Another thing to watch for is ...between the toes... when you see the hoof splaying out ....as illustrated in the picture... then trim between the hoof as well also pictured....a little off at a time... until the hoof closes properly...when holding it together...or you reach pink....then stop...if more needs to be trimmed... try again in 2 weeks....This is only once in a great while... to trim this area..... but has to be watched as well.... Hope this helps... :thumb:


----------



## Itchysmom (Apr 3, 2010)

I will start a new thread tomorrow...is this the right section? When I go out to milk , I will take pics of her Sasha's feet. The hind ones are worse than the front and Bellas are bad but, not as bad. Then there are the kids who are 2 1/2 months old now.

Yes I have some hand held pruning shears ansd I just asked hubby if her could sharpen them, I'll include pics of those and my file. Then let 'er rip as I need to get this done!


----------



## toth boer goats (Jul 20, 2008)

> I will start a new thread tomorrow...is this the right section? When I go out to milk , I will take pics of her Sasha's feet. The hind ones are worse than the front and Bellas are bad but, not as bad. Then there are the kids who are 2 1/2 months old now.
> 
> Yes I have some hand held pruning shears ansd I just asked hubby if her could sharpen them, I'll include pics of those and my file. Then let 'er rip as I need to get this done!

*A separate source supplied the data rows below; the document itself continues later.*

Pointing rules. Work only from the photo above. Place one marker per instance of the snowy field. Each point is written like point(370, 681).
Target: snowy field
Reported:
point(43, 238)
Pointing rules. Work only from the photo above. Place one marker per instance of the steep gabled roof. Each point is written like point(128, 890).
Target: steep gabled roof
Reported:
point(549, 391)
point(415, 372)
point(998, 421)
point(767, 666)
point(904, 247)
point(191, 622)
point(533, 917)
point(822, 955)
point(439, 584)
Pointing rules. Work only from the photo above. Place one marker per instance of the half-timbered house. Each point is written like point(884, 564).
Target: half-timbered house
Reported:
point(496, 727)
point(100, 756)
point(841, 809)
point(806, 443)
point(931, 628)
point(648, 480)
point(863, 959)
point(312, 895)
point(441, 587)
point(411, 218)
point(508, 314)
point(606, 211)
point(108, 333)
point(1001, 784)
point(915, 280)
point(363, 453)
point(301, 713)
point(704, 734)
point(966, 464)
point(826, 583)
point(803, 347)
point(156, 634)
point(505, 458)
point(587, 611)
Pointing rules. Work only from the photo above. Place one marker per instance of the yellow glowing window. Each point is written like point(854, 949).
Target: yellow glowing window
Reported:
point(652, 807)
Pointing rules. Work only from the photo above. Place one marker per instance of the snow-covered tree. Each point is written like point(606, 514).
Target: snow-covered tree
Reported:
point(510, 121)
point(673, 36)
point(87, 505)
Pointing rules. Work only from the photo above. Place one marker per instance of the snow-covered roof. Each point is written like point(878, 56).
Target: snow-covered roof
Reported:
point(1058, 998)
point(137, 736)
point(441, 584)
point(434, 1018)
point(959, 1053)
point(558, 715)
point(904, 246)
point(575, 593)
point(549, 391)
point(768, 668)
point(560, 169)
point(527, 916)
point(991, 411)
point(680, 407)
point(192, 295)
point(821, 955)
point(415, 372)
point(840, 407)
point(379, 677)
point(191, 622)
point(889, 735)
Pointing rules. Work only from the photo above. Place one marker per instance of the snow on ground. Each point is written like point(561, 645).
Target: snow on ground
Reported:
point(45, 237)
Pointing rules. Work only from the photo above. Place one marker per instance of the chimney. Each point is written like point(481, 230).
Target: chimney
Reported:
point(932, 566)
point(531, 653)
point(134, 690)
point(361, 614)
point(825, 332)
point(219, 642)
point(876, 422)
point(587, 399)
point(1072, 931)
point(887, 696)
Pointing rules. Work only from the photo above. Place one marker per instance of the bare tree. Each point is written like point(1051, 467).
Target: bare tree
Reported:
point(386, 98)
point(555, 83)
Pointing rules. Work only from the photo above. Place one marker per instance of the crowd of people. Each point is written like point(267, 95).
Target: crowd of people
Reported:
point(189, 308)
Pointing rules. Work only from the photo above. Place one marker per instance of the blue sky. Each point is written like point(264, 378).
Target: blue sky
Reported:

 Yes.. this is the right category... :wink:

Sounds good ...we will wait for the pics... in your new post topic... :thumb:


----------



## 3stooges (Jun 20, 2011)

toth boer goats said:


> Another thing to watch for is ...between the toes... when you see the hoof splaying out ....as illustrated in the picture... then trim between the hoof as well also pictured....a little off at a time... until the hoof closes properly...when holding it together...or you reach pink....then stop...if more needs to be trimmed... try again in 2 weeks....This is only once in a great while... to trim this area..... but has to be watched as well.... Hope this helps... :thumb:


Thanks, Pam. Haven't noticed this part to be a problem. Will check them during tonight's feeding.


----------



## toth boer goats (Jul 20, 2008)

No problem.... :thumb:


----------



## packhillboers (Feb 2, 2011)

Yes, I agree! This has been very helpful. The pictures and illustrations were the most helpful. A picture does make up for many words. What instructions would seem obvious to those who are used to looking at hooves isn't to some of us who are new to hoof trimming. Thank you for the pictures and helps.


----------